Councilor urges Taipei gov't to delay Twin Towers agreement
By Adam Tyrsett Kuo, The China PostThe China Post--Taipei Councilor Wang Shih-chien (王世堅) yesterday cast doubts over the Taipei Twin Towers (台北雙子星) project, asking the Taipei City Government to renew the bidding process for Parcel C1/D1, on which the buildings are to be built, or at least delay the finalization of its agreement with the consortium lead by Taipei Gateway International Development Co. Ltd. (太極雙星).
November 14, 2012, 12:21 am TWN
Wang said that Taipei Gateway International Development Co. Ltd. promised to return 55 percent of the property rights to the plots' landowners, while BES Engineering Corporation, who came in second, had promised 65 percent.
Given that the gross floor area of the buildings is 158,000 ping (1 ping equals 3.3 square meters), and that the estimated price per ping is NT$950,000, Taipei will receive NT$150 billion less by inking a contract with Taipei Gateway International Development Co. Ltd. instead of BES Engineering Corporation, the councilor said.

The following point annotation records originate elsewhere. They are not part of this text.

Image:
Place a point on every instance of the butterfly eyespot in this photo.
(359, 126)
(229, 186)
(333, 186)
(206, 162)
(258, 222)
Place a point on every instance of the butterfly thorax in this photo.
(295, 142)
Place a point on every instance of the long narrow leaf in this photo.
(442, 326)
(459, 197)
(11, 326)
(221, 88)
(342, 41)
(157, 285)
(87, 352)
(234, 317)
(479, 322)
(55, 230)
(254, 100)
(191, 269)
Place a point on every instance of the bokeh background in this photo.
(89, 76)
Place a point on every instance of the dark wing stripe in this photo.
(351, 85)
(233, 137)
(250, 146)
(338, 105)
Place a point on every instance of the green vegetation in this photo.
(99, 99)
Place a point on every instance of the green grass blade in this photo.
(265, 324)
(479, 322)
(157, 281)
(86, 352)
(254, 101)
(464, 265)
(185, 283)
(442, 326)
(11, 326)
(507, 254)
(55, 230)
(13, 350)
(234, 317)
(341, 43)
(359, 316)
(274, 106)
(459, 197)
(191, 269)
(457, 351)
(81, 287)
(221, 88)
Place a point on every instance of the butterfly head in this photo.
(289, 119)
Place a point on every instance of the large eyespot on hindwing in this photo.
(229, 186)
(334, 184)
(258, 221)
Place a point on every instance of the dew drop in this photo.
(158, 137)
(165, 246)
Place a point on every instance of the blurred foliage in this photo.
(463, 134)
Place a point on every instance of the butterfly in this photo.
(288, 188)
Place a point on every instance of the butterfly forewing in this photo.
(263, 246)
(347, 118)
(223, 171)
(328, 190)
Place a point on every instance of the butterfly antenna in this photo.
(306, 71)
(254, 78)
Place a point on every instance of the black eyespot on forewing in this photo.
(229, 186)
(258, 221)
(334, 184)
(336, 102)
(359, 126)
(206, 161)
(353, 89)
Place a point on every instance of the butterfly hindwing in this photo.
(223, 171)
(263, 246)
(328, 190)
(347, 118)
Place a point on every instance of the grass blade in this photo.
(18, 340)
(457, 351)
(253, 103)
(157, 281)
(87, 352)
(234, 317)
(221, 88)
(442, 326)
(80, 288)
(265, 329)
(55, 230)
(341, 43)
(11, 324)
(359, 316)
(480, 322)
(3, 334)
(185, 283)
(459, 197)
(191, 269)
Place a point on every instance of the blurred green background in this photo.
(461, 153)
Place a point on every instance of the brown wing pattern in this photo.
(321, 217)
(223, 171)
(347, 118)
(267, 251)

In response, Lin Hsun-chieh (林勳杰), head of the Joint Development Division (聯開處) under Taipei's Department of Rapid Transit System (DORTS, 捷運工程局), said that the above-mentioned percentage was not the only factor assessed in the bidding process, and that the evaluation panel, consisting of government officials and related experts, had reached an almost unanimous decision in its selection of bidders.

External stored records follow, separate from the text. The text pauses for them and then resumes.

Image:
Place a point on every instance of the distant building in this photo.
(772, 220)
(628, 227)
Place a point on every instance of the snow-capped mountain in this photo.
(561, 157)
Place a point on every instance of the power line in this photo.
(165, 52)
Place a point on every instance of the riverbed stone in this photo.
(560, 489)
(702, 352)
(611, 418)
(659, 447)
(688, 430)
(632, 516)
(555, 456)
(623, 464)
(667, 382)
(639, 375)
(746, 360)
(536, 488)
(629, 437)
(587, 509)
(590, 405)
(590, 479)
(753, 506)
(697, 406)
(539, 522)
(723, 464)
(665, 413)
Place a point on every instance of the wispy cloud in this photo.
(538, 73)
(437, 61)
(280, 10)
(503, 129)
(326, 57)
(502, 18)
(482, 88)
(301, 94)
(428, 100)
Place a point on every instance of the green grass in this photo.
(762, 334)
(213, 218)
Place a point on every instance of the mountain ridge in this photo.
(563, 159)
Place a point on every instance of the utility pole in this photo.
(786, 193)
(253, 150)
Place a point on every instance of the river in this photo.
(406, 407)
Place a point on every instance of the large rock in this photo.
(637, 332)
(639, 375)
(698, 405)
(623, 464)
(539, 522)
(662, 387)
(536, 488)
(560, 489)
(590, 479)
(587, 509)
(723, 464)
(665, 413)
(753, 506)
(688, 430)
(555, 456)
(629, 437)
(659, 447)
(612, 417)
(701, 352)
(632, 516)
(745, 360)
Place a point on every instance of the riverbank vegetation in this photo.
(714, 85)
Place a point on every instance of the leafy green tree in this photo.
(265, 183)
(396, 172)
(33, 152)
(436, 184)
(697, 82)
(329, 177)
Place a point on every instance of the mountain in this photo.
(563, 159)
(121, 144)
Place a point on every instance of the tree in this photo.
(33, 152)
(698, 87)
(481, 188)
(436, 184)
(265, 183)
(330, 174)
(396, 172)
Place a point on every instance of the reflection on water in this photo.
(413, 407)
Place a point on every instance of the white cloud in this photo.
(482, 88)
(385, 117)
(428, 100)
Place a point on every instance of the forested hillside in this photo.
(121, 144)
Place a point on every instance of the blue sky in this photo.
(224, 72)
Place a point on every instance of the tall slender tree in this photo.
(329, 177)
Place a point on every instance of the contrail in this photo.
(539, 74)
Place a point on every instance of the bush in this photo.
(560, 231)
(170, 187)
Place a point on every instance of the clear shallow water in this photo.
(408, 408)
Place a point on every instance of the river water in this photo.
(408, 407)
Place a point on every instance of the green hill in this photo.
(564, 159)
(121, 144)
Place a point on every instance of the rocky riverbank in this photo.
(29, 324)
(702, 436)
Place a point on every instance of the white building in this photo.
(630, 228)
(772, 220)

There are various questionable points in relation to the development project, Wang said, adding that there may have been under-the-table dealings involved in the bidding process.
In response, Taipei Mayor Hau Lung-bin (郝龍斌) said that the city government will disclose all the details once the cooperation agreement has been finalized.

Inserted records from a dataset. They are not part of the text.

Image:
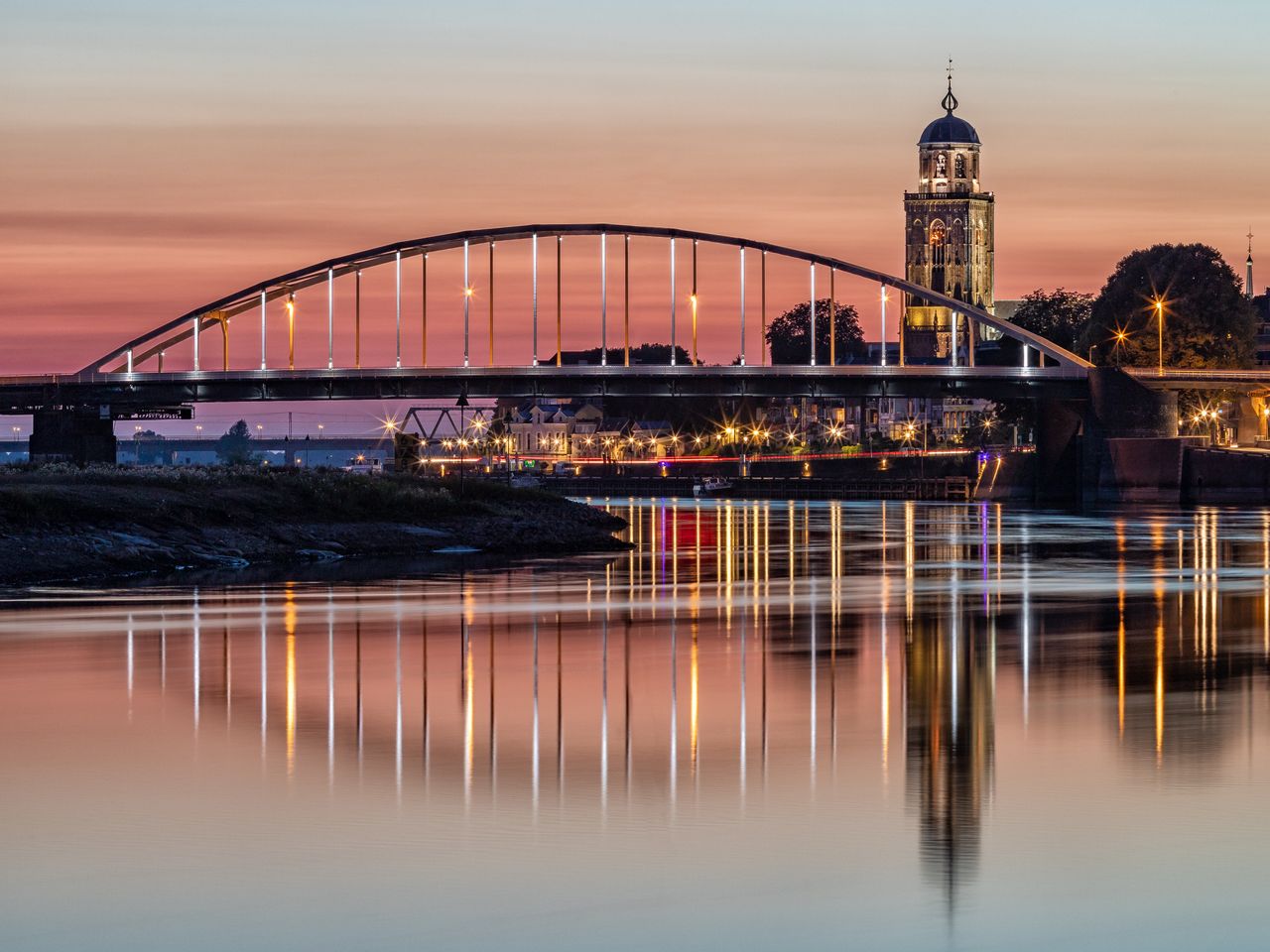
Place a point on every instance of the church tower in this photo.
(1247, 284)
(949, 240)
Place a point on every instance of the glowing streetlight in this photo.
(291, 330)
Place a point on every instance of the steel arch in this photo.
(248, 298)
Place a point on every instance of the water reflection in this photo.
(739, 654)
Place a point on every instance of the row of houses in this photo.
(572, 429)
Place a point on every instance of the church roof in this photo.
(949, 128)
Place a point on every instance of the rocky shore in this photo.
(68, 525)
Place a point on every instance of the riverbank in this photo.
(67, 525)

Hau also said that Taipei's Department of Government Ethics (DOGE, 政風處) was involved during the entire process, and that there are complete audio and visual recordings.
The mayor added that his city government will undoubtedly make sure that the rights of citizens are ensured.
Taipei Councilor Ying Hsiao-wei (應曉薇) also recently raised doubts over the project's bidding process by arguing that there is reason to suspect the company that came out first is a “shell corporation.”
Ying said that Taipei Gateway International Development Co. Ltd., the firm that won priority over others for consideration, only has a capital of NT$77 million, whereas the project is estimated to cost over NT$70 billion.
DORTS officials, however, said in response that the consortium headed by the aforementioned firm includes IGB Corporation Berhad, which alone has a net worth of NT$20.9 billion — almost double the threshold set at NT$10.5 billion.
In response to the numerous allegations leveled against it, Taipei Gateway International Development Co. Ltd. released a statement on Nov. 12 saying that it has complied fully with city regulations.
Furthermore, the statement indicated that the firm has hired a team of legal experts and is ready to sue those who make false allegations against it.
According to local reports, the DOGE and Control Yuan have begun investigations into the case, and will find out whether there were incidents of misconduct concerning city officials.